Trump’s running mate J.D Vance wrote of pride in Ulster-Scots heritage

Ohio senator described Scots-Irish as ‘one of the most distinctive subgroups in America’

Senator JD Vance and Donald Trump (Jeff Dean/AP)
Senator JD Vance and Donald Trump. PICTURE: JEFF DEAN/AP (Jeff Dean/AP)

Donald Trump’s choice for Republican vice-presidential running mate has previously described his pride in being descended from Ulster Scots who moved to America from the north of Ireland in the 18th and 19th centuries.

J.D Vance, a senator from Ohio who was named as Mr Trump’s campaign partner on Monday, wrote of his family’s roots in his bestselling 2016 memoir Hillbilly Elegy.

In the book, the 39-year-old spoke of his early life in Ohio, where his grandparents moved from the Appalachian hills of eastern Kentucky “in the hope of escaping the dreadful poverty around them”.
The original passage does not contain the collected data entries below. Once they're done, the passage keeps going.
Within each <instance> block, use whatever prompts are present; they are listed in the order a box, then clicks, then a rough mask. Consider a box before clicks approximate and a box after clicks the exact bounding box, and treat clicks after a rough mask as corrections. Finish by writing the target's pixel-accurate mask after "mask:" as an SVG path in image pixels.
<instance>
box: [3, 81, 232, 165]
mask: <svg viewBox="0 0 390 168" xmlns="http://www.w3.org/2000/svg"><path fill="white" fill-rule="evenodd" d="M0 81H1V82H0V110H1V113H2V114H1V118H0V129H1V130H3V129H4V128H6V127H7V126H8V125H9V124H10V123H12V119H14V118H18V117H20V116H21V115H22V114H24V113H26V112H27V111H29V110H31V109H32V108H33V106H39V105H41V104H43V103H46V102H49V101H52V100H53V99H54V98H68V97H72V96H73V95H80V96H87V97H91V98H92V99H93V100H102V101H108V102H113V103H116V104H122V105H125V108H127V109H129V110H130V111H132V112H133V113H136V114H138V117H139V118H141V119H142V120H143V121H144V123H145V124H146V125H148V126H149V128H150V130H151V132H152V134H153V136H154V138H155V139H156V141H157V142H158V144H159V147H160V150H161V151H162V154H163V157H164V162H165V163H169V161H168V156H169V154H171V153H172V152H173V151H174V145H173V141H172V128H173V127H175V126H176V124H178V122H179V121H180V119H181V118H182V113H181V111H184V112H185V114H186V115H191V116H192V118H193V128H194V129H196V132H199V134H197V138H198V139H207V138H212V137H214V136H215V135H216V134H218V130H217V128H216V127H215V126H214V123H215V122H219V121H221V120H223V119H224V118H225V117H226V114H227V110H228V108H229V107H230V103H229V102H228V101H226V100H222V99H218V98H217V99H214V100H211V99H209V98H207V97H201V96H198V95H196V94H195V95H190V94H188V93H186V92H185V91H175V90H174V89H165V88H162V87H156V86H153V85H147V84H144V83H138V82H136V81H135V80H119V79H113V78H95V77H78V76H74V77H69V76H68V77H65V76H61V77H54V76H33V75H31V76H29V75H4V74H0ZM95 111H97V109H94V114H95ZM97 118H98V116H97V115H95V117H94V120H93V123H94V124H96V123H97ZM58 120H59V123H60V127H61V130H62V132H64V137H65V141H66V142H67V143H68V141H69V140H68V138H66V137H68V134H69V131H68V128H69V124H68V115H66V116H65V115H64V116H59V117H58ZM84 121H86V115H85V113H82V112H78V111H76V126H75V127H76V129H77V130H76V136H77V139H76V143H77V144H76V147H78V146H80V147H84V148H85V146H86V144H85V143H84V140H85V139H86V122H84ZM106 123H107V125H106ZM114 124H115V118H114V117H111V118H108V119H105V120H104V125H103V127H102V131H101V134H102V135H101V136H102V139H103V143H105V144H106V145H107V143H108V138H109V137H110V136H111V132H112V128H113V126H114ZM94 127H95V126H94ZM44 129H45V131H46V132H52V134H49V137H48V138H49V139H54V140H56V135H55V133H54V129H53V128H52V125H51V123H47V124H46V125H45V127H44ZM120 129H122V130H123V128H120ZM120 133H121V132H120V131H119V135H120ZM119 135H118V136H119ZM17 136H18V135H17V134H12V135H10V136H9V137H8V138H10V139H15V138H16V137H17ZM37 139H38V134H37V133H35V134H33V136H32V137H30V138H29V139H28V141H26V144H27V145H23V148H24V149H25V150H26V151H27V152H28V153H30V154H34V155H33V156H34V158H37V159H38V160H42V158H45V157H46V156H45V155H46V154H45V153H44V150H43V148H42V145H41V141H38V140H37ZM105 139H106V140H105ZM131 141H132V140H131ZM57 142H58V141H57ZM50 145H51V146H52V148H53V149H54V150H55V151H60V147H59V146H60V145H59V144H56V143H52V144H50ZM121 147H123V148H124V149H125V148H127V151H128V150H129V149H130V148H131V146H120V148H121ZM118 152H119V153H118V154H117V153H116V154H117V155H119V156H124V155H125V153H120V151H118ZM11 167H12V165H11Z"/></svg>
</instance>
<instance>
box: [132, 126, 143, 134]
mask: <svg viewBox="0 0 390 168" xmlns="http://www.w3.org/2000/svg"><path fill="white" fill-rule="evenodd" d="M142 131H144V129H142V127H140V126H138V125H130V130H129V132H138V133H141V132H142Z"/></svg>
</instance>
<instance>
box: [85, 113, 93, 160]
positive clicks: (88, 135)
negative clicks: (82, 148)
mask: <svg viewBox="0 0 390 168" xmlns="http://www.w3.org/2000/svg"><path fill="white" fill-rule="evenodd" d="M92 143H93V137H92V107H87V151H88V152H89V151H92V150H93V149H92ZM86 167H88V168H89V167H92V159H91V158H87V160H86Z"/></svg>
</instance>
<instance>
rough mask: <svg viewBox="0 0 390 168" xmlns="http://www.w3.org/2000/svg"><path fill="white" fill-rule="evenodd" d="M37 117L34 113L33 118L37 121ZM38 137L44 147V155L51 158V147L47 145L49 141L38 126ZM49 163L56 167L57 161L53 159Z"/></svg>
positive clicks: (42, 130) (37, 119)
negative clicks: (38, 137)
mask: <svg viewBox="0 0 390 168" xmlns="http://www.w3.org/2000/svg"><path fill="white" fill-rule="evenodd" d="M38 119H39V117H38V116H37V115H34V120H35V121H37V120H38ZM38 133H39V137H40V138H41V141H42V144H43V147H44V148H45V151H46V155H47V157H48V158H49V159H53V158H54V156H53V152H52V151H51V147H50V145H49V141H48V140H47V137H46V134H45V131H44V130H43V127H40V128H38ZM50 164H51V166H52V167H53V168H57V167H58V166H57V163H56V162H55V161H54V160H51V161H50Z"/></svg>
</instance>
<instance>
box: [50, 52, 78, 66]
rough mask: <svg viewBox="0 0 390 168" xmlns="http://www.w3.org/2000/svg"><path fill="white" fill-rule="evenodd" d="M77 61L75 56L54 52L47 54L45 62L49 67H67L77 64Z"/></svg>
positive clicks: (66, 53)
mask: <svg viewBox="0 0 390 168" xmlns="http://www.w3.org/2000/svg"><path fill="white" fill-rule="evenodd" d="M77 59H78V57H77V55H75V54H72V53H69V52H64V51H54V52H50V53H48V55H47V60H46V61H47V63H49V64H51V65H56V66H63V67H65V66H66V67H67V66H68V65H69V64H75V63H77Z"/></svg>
Hillbilly Elegy by JD Vance
Hillbilly Elegy, by JD Vance, was published in 2016.

The Appalachian region is where many Ulster Scots settled in the U.S, a generation after the Ulster plantation.

In the U.S, those of Ulster Scots descent are more commonly known as ‘Scots-Irish’, or often ‘Scotch-Irish’.

In 2017, around 3 million people in the U.S described themselves specifically as having Scots-Irish heritage.

In his book, Mr Vance - a former arch-critic of Donald Trump - described himself as a “Scots-Irish hillbilly at heart”.



“I may be white, but I do not identify with the WASPs (White Anglo-Saxon Protestant) of the Northeast,” he wrote in the memoir, which was adapted as a film in 2020 by director Ron Howard: “Instead, I identify with the millions of working-class white Americans of Scots-Irish descent who have no college degree. To these folks, poverty is the family tradition - their ancestors were day laborers in the Southern slave economy, sharecroppers after that, coal miners after that, and machinists and mill workers during more recent times. Americans call them hillbillies, rednecks, or white trash. I call them neighbors, friends and family.”

He described the Scots-Irish as “one of the most distinctive subgroups in America”.

“This distinctive embrace of cultural tradition comes along with many good traits - an intense sense of loyalty, a fierce dedication to family and country - but also many bad ones,” he said.

“We do not like outsiders or people who are different from us, whether the difference lies in how they look, how they act, or, most important, how they talk. To understand me, you must understand that I am a Scots-Irish hillbilly at heart.”

The term “hillbilly”, often used as a derogatory term to describe rural people in the Appalachian region and elsewhere in America, is sometimes claimed to have emerged due to the Ulster-Scots links to ‘King Billy’ - William of Orange - but this has been disputed by scholars, who say the term only emerged towards the end of the 19th century in America.